In my years of software development, I've found that clients and users often ask
for “free text” fields. A free text field is maximally powerfully as far as the
end user is concerned — they can put whatever they like in. In this sense, this
is the “most useful” field — you can use it for anything.

But precisely because of this, it is also the least useful, because it is the
least structured. Even search doesn't work reliably because of typos and
alternative ways of expressing the same thing. The longer I do software
development involving databases, the more I want to tightly constrain everything
as much as possible. When I do so, the data I end up with is massively more
useful. I can do powerful things when consuming the data only when I severely
limit the power (i.e. the freedom) of the agents putting data into the system.

In terms of database technologies, the same point can be made. Databases that
are “schema-less” give you great flexibility and power when putting data in, and
are extremely unhelpful when getting it out. A key-value store is a more
technical version of "free text", with the same drawbacks — it is pretty
unhelpful when you want to extract info or do anything with the data, since you
cannot guarantee that any specific keys will be there.

HTML

The success of the web has been partly due to the fact that some of the core
technologies, HTML and CSS, have been deliberatedly limited in power. Indeed,
you probably wouldn't call them programming languages, but markup languages.
This, however, was not an accident, but a deliberate design principle on the part of Tim
Berners Lee. I can't do better than to quote that page at length:

Computer Science in the 1960s to 80s spent a lot of effort making languages
which were as powerful as possible. Nowadays we have to appreciate the
reasons for picking not the most powerful solution but the least powerful.
The reason for this is that the less powerful the language, the more you can
do with the data stored in that language. If you write it in a simple
declarative form, anyone can write a program to analyze it in many ways. The
Semantic Web is an attempt, largely, to map large quantities of existing
data onto a common language so that the data can be analyzed in ways never
dreamed of by its creators. If, for example, a web page with weather data
has RDF describing that data, a user can retrieve it as a table, perhaps
average it, plot it, deduce things from it in combination with other
information. At the other end of the scale is the weather information
portrayed by the cunning Java applet. While this might allow a very cool
user interface, it cannot be analyzed at all. The search engine finding the
page will have no idea of what the data is or what it is about. This the
only way to find out what a Java applet means is to set it running in front
of a person.

This is has become a W3C principle:

Good Practice: Use the least powerful language suitable for expressing
information, constraints or programs on the World Wide Web.

Note that this is almost exactly the opposite of Paul Graham's advice (with the caveat that 'power' is often
too informally defined to compare):

if you have a choice of several languages, it is, all other things being
equal, a mistake to program in anything but the most powerful one.

Python setup.py MANIFEST.in file

Moving up towards ‘proper’ programming language, I came across this example —
the MANIFEST.in file format used by distutils/setuptools.
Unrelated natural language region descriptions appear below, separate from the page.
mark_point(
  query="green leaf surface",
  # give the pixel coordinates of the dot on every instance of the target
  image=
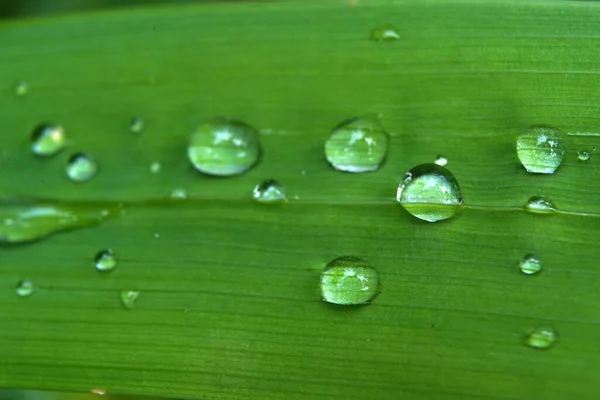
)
(229, 303)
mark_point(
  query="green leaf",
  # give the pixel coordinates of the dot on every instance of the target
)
(229, 304)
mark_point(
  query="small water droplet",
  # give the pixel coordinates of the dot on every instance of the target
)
(48, 140)
(541, 337)
(357, 145)
(540, 205)
(530, 264)
(224, 147)
(430, 192)
(541, 149)
(105, 260)
(81, 167)
(24, 288)
(269, 191)
(385, 33)
(129, 297)
(349, 281)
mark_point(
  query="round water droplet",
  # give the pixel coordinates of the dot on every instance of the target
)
(224, 147)
(106, 260)
(81, 167)
(540, 205)
(357, 145)
(48, 139)
(541, 149)
(542, 337)
(269, 191)
(430, 192)
(129, 298)
(24, 288)
(349, 281)
(385, 33)
(530, 264)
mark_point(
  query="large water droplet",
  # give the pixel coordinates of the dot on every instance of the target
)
(349, 281)
(269, 191)
(48, 139)
(81, 167)
(541, 337)
(541, 149)
(357, 145)
(224, 147)
(430, 192)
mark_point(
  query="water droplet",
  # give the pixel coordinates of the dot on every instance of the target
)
(542, 337)
(540, 205)
(48, 139)
(385, 33)
(24, 288)
(357, 145)
(81, 167)
(583, 155)
(224, 147)
(349, 281)
(430, 192)
(129, 297)
(530, 264)
(106, 260)
(441, 161)
(541, 149)
(269, 191)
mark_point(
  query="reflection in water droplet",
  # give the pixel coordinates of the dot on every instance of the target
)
(24, 288)
(48, 139)
(357, 145)
(430, 192)
(530, 264)
(349, 281)
(269, 191)
(541, 149)
(542, 337)
(105, 260)
(129, 298)
(540, 205)
(224, 147)
(81, 167)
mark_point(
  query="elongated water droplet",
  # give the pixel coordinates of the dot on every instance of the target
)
(129, 298)
(430, 192)
(530, 264)
(224, 147)
(269, 191)
(24, 288)
(540, 205)
(357, 145)
(541, 149)
(541, 337)
(105, 260)
(48, 140)
(385, 33)
(349, 281)
(81, 167)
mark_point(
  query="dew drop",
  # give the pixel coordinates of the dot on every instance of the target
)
(81, 167)
(349, 281)
(357, 145)
(430, 192)
(269, 191)
(530, 264)
(224, 147)
(541, 337)
(48, 140)
(540, 205)
(105, 260)
(541, 149)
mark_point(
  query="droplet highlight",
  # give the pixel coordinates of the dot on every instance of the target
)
(349, 281)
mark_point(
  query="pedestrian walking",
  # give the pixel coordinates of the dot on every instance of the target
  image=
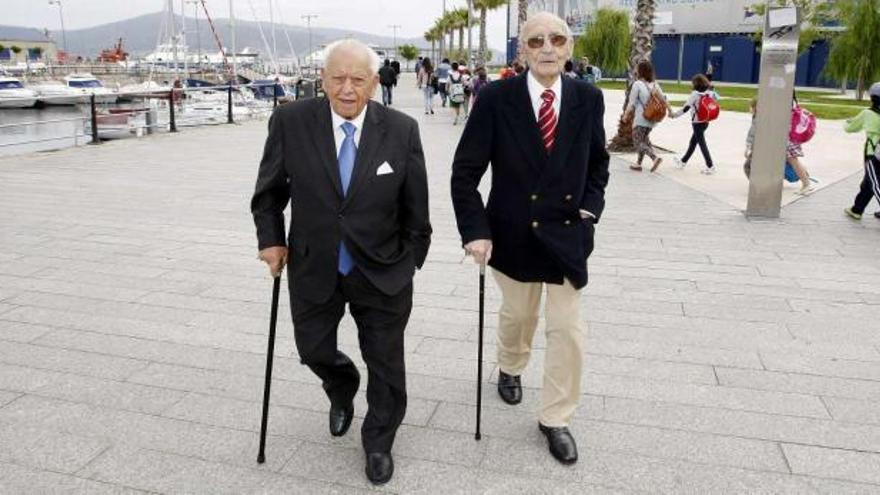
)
(645, 93)
(868, 120)
(536, 231)
(388, 79)
(703, 107)
(428, 82)
(442, 73)
(457, 97)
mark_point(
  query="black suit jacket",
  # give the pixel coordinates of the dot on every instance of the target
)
(383, 218)
(532, 212)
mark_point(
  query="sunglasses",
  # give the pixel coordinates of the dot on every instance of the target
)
(556, 40)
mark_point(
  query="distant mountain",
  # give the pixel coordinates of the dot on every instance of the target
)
(141, 34)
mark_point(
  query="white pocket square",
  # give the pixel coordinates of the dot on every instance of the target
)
(385, 168)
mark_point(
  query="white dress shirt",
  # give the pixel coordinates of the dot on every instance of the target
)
(536, 89)
(339, 134)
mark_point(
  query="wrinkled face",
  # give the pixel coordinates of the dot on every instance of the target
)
(546, 45)
(349, 81)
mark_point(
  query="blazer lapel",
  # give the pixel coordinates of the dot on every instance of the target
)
(325, 144)
(525, 125)
(372, 136)
(570, 122)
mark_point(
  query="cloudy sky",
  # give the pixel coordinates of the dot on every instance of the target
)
(374, 16)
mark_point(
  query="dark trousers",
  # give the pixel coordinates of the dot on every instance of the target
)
(870, 187)
(699, 138)
(386, 94)
(381, 320)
If you have had to
create a package for a Python library, you may well have used it.

The file format is essentially a very small language for defining what files
should be included in your Python package (relative to the MANIFEST.in file,
which we'll call the working directory from now on). It might look something
like this:

There are two types of directive: include type directives (include,
recursive-include, global-include and graft), and exclude type
directives (exclude, recursive-exclude, global-exclude and
prune).

There comes a question — how are these directives to be interpreted?
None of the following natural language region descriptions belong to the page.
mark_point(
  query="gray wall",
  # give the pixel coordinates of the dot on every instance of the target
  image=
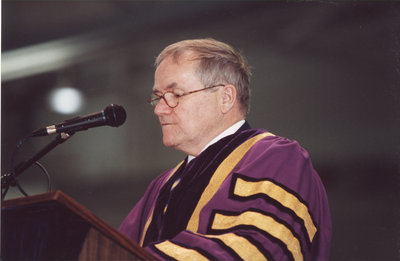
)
(325, 74)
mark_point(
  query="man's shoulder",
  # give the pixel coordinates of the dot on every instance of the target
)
(276, 144)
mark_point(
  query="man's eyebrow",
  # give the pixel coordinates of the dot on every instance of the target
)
(169, 87)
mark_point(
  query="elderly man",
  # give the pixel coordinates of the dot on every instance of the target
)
(241, 193)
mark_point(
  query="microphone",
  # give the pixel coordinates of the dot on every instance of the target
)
(113, 115)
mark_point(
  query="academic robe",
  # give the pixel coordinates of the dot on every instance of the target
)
(250, 196)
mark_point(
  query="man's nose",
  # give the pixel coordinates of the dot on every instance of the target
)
(162, 108)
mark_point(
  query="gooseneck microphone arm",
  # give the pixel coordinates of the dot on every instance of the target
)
(9, 179)
(113, 115)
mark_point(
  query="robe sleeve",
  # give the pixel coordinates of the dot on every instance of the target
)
(271, 206)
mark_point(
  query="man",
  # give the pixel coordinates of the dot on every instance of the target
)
(241, 193)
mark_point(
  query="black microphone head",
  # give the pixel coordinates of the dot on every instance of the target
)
(115, 115)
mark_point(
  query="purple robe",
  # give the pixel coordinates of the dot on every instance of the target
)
(250, 196)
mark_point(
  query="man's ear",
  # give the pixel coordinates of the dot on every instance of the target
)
(228, 98)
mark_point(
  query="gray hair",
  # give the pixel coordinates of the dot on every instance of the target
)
(218, 63)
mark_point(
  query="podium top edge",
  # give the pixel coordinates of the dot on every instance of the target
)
(39, 198)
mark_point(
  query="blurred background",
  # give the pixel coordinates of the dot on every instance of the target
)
(326, 74)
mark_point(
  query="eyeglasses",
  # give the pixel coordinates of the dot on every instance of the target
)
(172, 99)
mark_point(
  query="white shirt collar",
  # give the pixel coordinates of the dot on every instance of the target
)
(232, 129)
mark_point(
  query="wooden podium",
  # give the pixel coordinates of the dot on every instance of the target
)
(53, 226)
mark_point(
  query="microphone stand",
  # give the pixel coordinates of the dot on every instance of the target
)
(9, 179)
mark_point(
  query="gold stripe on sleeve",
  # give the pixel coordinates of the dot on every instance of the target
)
(146, 226)
(219, 176)
(264, 223)
(242, 246)
(249, 188)
(179, 252)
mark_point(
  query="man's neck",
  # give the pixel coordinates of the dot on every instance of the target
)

You could interpret them in this way:

A file from the working directory (or sub-directories) should be included in
the package if it matches at least one include type directive, and does
not match any exclude type directive.

This would make it a declarative language.

Unfortunately, that is not how the language is defined. The distutils docs for
MANIFEST.in are
specific about this — the directives are to be understood as follows (my
paraphrase):

Start with an empty list of files to include in the package (or technically,
a default list of files).

Go down the directives in the MANIFEST.in in order.

For every include type directive, copy any matching
files from the working directory to the list for the package.

For every exclude type directive, remove any matching
files from the list for the package.

As you can see, this interpretation defines a language that is imperative in
nature — each line of MANIFEST.in is a command that implies an action with side
effects.

The point to note is that this makes the language more powerful than my
speculative declarative version above. For example, consider the following:

The end result of the above commands is that .png files that are below foo/bar
are included, but all other files below foo/bar are not. If I'm thinking
straight, to replicate the same result using the declarative language is harder
— you would have to do something like the following, which is obviously sub-optimal:

So, because the imperative language is more powerful, there is a temptation to
prefer that one. However, the imperative version comes with significant
drawbacks:

It is much harder to optimise.

When it comes to interpreting the MANFIEST.in and building a list of files to
include in the package, one fairly efficient solution for a typical case is
to first build an immutable list of all files in the directory and its
sub-directories, and then apply the rules: addition rules involve copying
from the full list to an output list, and subtraction rules involve removing
from the output list. This is how the Python implementation currently does
it.

This works OK, unless you have many thousands of files in the full list, most
of which are going to get pruned or not included, in which case you can spend
a lot of time building up the full list, only to ignore most of it.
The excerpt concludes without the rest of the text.